You're confusing Elon Musk's statements with reality. A simpler explanation is that they can't sell it and be profitable.
I'm expecting a lot of promises and no delivery.
Heh, sick but fair burn on Musk. I basically said the same thing in my local group: Model Y SR was killed because of their struggle with profits on the 3 SR, not because the range is unacceptable.
I'm not talking about "battery swapping" (capability to replace whole battery pack in minutes) - something Tesla discontinued years ago. This is a dead end except for fleet of cars/trucks. They can replace battery modules with reasonable complexity and designed Model 3/Y packs to allow that (yes, not trivial like battery swap, but still well within standard maintenance procedure you can perform once in 10 years or so).

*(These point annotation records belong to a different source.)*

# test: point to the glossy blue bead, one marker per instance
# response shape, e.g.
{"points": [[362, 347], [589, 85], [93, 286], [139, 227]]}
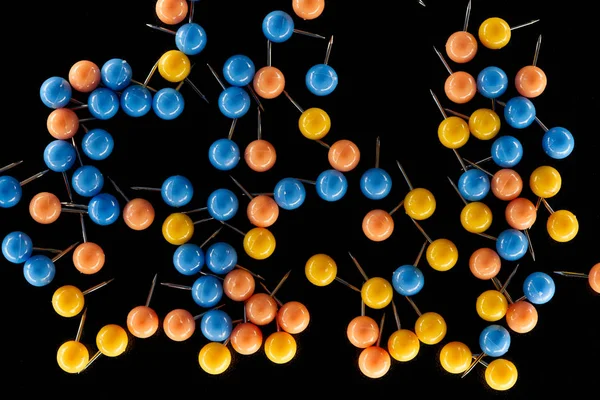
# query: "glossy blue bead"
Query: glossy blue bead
{"points": [[289, 193], [87, 181], [239, 70], [474, 185], [55, 92], [177, 191], [207, 291], [539, 288], [321, 80], [10, 191], [494, 340], [104, 209], [17, 247], [103, 103], [190, 39], [492, 82], [519, 112], [512, 245], [376, 183], [136, 101], [116, 74], [59, 155], [507, 151], [278, 26], [224, 154], [222, 204], [408, 280], [234, 102], [221, 258], [216, 325], [188, 259], [331, 185], [168, 104], [558, 143], [39, 270]]}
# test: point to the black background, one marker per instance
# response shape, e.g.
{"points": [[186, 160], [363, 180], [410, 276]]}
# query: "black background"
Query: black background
{"points": [[386, 64]]}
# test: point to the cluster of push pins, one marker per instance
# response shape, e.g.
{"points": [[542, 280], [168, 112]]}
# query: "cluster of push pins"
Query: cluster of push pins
{"points": [[111, 88]]}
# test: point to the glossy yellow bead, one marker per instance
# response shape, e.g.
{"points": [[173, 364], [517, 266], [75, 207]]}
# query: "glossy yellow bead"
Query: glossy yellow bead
{"points": [[314, 123], [178, 228], [259, 243], [453, 132], [419, 204], [320, 270], [476, 217]]}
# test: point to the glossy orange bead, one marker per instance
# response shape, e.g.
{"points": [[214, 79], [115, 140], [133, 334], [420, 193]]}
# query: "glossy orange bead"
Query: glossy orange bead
{"points": [[62, 123], [88, 258]]}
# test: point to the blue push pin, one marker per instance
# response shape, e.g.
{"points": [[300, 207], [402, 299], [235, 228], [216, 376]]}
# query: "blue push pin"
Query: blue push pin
{"points": [[321, 79], [507, 151], [224, 154], [55, 92], [492, 82], [39, 270], [222, 204], [539, 288], [376, 183], [331, 185], [278, 26]]}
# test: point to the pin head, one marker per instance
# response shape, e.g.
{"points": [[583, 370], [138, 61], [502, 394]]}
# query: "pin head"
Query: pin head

I was always amazed by the logic "why would Tesla do that? They can just make new cars." Of course they can. But that, from my personal prospective, makes the product I already own inferior to the one with upgrade options. So either Tesla do that or someone else will and Tesla will loose to this competitor. But I think Tesla is smarter than that and will choose to be a leader and provide some upgrade options, as it will make the product better. You can attempt to force people to buy new car when they just want to upgrade the battery and happy with the rest of the car, in that case you are not only going against the environment, but also against the market and what consumers want.
Regarding the "supply constrained" argument. Well, Tesla is ramping up capacity, so that means they will eventually be demand constrained, and I don't think we will have to want more than 5 years for that. Why would they want to wait for the last moment? You can promise something now (which you can practically implement), you can even be upfront and say "we need all the batteries for new cars for NOW", but we will eventually produce enough and allow existing owners to enjoy their cars for a very long time if they choose to. This will actually raise demand for Teslas NOW given that people will know they will be able to upgrade and retain their value even better.
Tesla? Being a leader on reasonable repair? I don't normally like to absurdly point out things like this, but we aren't talking about the same company. In practice, they're always against repair. When it comes down to it, the
actual total cost to owners will make module swapping effectively pointless. The industry as a whole doesn't really do in-place repair anymore: replacement with refurbished assemblies is cheaper, faster, and still allows for repair to actually occur (it's just that
your old assembly is refurbished and given/sold to
someone else). For this reason I can see Tesla offering refurbished packs, but not necessarily a guts swap on your own pack. This might not be the "good ol' days" of fixes at your local mechanic, but the fixes do still occur. In the refurbished units that are bought instead.
Tesla is ramping up capacity because they
must to accomplish their long-term goals (and no doubt, more details about this ramp-up will be part of battery day). Tesla isn't just the consumer vehicles they have now: publicly coming up, you've got Semi (huge capacity per vehicle), Cybertruck (relatively large capacity per vehicle, but also a mass consumer market target),
more home supply (e.g. Powerwall),
way more grid installations (e.g. Megapacks,
huge amount of battery storage), and this list will only grow.
It looks like they will be constrained on battery supply for even a decade more despite trying to build out so much of their own manufacturing capacity. They have
so many plans to use all that supply, only a
small fraction of which are being built today.
This is the type of thing battery day should really be clearing up, and it probably will to some extent.